Sul punto la pronuncia appare condivisibile laddove, dinanzi alla documentazione probatoria agli atti, ha ritenuto senz'altro prospettabili danni psichici di carattere temporaneo. Più critica, invece, è la parte in cui ha pure ipotizzato indistintamente per tutti gli appellanti una stabilizzazione dei pregiudizi psichici, profilo, invece, tale da necessitare, anche in relazione ad un suo nucleo minimo, di approfondimenti tecnici e, alla base, di un'adeguata istruttoria.

Prospettive incrementative attraverso il danno da vacanza rovinata

Il Tribunale aveva negato che il profilo della vacanza rovinata potesse comportare un «appesantimento» delle liquidazioni accordate per il danno morale, asserendo l'impossibilità per i passeggeri, durante la tragedia, di percepire tale pregiudizio e, pertanto, la sua non ravvisabilità, e, comunque, la ricomprensione dello stesso entro il «perturbamento psicologico subito dai passeggeri a seguito del naufragio, di gravità ed estensione tali da contenere necessariamente ogni forma di disagio inferiore».

Orbene, la Corte, pur senza modificare, in ragione di questo pregiudizio, il quantum delle provvisionali, ha ritenuto doveroso correggere, ai fini della condanna generica, la motivazione del Tribunale, rigettando la tesi per cui «la gravità dell'evento di per sé sostanzialmente annullerebbe tale voce di danno», che, invece, rimane da liquidarsi sia pure nel contesto del danno non patrimoniale unitario.

La Corte, peraltro, ha aggiunto come il riconoscimento del danno da vacanza rovinata prescinda dalla circostanza che a cagionarlo sia un inadempimento contrattuale oppure un fatto illecito (come, per l'appunto, quello del comandante della nave), essendo in qualsiasi caso «pregiudizio conseguente alla lesione del diritto del passeggero di godere del viaggio organizzato».

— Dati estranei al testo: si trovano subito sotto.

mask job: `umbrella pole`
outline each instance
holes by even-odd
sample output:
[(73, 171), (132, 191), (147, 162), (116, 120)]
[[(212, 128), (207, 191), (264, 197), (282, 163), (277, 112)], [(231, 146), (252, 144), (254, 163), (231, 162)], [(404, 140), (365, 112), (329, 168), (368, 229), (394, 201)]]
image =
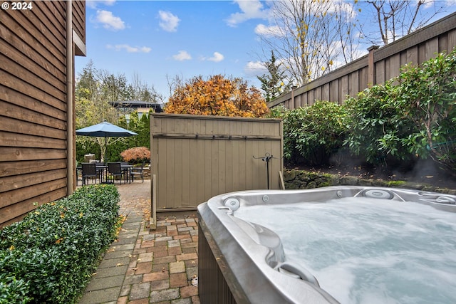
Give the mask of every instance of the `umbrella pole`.
[(108, 152), (108, 141), (106, 139), (106, 134), (105, 134), (105, 158), (103, 159), (103, 162), (106, 164), (106, 152)]

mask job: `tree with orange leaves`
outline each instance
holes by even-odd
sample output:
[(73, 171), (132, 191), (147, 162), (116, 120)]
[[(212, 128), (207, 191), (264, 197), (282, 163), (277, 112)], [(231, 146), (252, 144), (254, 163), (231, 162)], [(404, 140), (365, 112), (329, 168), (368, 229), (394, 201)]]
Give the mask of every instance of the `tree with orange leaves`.
[(268, 113), (260, 91), (241, 78), (197, 76), (178, 86), (165, 107), (167, 113), (260, 117)]

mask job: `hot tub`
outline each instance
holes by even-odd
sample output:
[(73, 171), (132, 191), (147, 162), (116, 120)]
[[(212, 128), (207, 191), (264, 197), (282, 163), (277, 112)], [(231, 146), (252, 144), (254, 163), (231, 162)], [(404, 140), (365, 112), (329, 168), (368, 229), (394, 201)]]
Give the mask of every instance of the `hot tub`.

Come logico, per i giudici civili si porrà la questione di come combinare insieme le liquidazioni accordate per il danno morale (aggravato dalla condotta del comandante) con la liquidazione del danno da vacanza rovinata, di solito ammontante, per gli inadempimenti più significativi, tra € 1.500,00 e € 3.000,00 per danneggiato.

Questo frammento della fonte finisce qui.